Among these officials was Lt. Col. Charles Brown, who explained that, while working as an analyst for the Office of Strategic Services in 1948, army and air force personnel “had ground visual, ground radar, airborne visual, and airborne radar confirmation of some of these sightings.” Sgt. Clifford Stone also detailed his experiences within the US army in 1969, stating, “I was involved in situations where we actually did recoveries of [crashed] saucers, for lack of a better term, and debris thereof.” He went on to say that “there were bodies involved in some of these crashes. Also some of these were alive. While we were doing all this, we were telling the American public there was nothing to it. We were telling the world there was nothing to it.”

In 2005, Paul Hellyer, the former Canadian Minister of Defense, spoke at a symposium in Toronto on the subject of secrecy and the dangers it posed in relation to the UFO phenomenon. At the 2008 X-Conference, he reiterated his point, saying that “an official US policy insists that UFOs don’t exist. The veil of secrecy must be lifted and it has to be lifted now.”

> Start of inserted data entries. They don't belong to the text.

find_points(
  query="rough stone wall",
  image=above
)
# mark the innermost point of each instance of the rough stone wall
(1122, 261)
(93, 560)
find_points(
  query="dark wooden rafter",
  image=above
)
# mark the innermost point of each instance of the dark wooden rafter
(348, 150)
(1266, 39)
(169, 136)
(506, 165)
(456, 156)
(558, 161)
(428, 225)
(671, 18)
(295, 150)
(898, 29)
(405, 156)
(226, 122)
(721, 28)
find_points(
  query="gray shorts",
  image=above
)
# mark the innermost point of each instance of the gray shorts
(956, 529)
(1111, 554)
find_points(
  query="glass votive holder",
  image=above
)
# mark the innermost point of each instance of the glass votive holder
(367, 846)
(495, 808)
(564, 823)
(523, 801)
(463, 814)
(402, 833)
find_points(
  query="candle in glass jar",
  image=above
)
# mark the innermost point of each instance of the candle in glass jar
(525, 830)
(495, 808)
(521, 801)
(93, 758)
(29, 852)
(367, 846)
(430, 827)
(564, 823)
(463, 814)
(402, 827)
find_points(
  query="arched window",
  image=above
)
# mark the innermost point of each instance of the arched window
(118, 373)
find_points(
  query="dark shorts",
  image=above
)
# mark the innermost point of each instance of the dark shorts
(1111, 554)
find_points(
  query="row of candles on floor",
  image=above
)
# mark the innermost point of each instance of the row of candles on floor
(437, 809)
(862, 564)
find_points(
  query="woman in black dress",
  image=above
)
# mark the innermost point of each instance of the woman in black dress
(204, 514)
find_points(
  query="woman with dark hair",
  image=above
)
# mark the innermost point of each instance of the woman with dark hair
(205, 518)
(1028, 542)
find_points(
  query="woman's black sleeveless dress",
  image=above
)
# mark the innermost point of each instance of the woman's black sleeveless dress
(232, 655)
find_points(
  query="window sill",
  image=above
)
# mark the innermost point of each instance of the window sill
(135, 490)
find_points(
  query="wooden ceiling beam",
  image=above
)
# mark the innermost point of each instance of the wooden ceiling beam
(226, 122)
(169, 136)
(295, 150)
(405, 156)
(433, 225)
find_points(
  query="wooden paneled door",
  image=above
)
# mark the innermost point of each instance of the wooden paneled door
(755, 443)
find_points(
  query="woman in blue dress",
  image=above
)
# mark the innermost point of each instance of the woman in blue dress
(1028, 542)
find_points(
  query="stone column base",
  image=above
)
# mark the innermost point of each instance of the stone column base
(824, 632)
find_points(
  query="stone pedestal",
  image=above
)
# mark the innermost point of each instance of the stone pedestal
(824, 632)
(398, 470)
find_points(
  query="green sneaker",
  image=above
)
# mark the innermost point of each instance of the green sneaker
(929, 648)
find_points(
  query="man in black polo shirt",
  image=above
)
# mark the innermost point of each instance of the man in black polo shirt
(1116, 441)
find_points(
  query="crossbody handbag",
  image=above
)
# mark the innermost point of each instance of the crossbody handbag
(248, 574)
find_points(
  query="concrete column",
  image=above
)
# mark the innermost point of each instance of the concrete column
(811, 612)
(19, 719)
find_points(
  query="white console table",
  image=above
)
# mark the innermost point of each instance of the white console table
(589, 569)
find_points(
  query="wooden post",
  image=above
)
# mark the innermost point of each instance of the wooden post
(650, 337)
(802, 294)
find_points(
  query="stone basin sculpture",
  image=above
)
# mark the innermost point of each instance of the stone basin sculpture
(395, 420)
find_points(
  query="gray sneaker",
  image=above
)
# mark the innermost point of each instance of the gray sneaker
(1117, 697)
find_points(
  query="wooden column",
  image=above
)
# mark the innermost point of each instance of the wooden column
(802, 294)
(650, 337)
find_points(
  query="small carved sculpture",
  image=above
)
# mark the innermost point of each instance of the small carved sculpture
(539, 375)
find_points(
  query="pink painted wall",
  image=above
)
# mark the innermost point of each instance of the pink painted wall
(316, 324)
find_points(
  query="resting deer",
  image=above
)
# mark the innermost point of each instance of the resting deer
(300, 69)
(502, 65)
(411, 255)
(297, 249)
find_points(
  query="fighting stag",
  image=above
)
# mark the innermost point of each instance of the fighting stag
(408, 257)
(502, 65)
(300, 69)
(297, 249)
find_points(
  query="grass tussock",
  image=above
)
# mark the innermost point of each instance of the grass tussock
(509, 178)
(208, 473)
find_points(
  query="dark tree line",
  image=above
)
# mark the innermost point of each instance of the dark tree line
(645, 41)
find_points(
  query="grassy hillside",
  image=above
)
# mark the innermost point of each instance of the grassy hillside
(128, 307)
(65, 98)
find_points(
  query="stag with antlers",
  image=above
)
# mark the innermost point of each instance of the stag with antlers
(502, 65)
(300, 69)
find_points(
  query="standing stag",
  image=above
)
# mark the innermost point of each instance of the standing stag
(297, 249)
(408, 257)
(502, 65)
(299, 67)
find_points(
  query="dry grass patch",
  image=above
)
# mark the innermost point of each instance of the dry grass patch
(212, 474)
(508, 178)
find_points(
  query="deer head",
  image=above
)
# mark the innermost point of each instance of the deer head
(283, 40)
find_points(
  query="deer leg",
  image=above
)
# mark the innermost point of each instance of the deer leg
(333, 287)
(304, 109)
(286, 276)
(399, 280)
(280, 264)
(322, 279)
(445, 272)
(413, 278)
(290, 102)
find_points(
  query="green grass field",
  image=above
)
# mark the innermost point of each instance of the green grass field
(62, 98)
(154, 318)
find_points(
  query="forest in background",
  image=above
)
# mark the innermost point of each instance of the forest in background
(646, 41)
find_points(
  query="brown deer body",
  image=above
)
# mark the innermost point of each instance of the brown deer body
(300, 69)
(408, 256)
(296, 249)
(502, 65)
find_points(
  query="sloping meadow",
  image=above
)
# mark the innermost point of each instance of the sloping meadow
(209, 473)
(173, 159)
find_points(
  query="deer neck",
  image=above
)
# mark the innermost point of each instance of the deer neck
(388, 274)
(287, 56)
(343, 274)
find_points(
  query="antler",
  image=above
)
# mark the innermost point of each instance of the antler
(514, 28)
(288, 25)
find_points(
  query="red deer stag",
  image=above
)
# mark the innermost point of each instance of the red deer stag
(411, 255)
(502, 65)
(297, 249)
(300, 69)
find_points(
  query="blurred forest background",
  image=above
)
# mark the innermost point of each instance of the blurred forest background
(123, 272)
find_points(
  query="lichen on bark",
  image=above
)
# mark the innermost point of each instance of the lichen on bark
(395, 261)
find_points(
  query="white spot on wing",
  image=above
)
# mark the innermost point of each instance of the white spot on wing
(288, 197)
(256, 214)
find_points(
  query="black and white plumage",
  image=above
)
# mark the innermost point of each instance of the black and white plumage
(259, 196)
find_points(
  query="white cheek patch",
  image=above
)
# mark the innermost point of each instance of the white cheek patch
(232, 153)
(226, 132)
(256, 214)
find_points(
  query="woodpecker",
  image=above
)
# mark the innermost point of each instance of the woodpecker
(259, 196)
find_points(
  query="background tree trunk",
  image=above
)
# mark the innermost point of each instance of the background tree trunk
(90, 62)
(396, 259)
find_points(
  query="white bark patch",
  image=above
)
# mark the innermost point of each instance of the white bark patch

As it stands today, the official story hasn’t changed, but individuals like Alfred Lambremont Webre aren’t waiting on that. In 2012, he launched the ExoUniversity, a BC-based non-governmental organization designed to “bring affordable continuing education by high-profile authors, scientists, and educators in ExoSciences, PsiSciences, and Exopolitics to a worldwide audience online.” This project is among the first practical responses to the UFO phenomenon aimed at extending knowledge to the general public. Its success depends entirely on you, the reader — not for your acceptance of the existence of extraterrestrials, but for your ability to look critically into the subject and make informed decisions.

It’s naïve to expect that our governments, our media, our education systems, or even our parents will present us with everything we need to know. Only we, as individuals, can make that distinction. After all is said and done, I hope at the very least this has stretched your imagination, and encouraged you to think a little more about our place in the stars.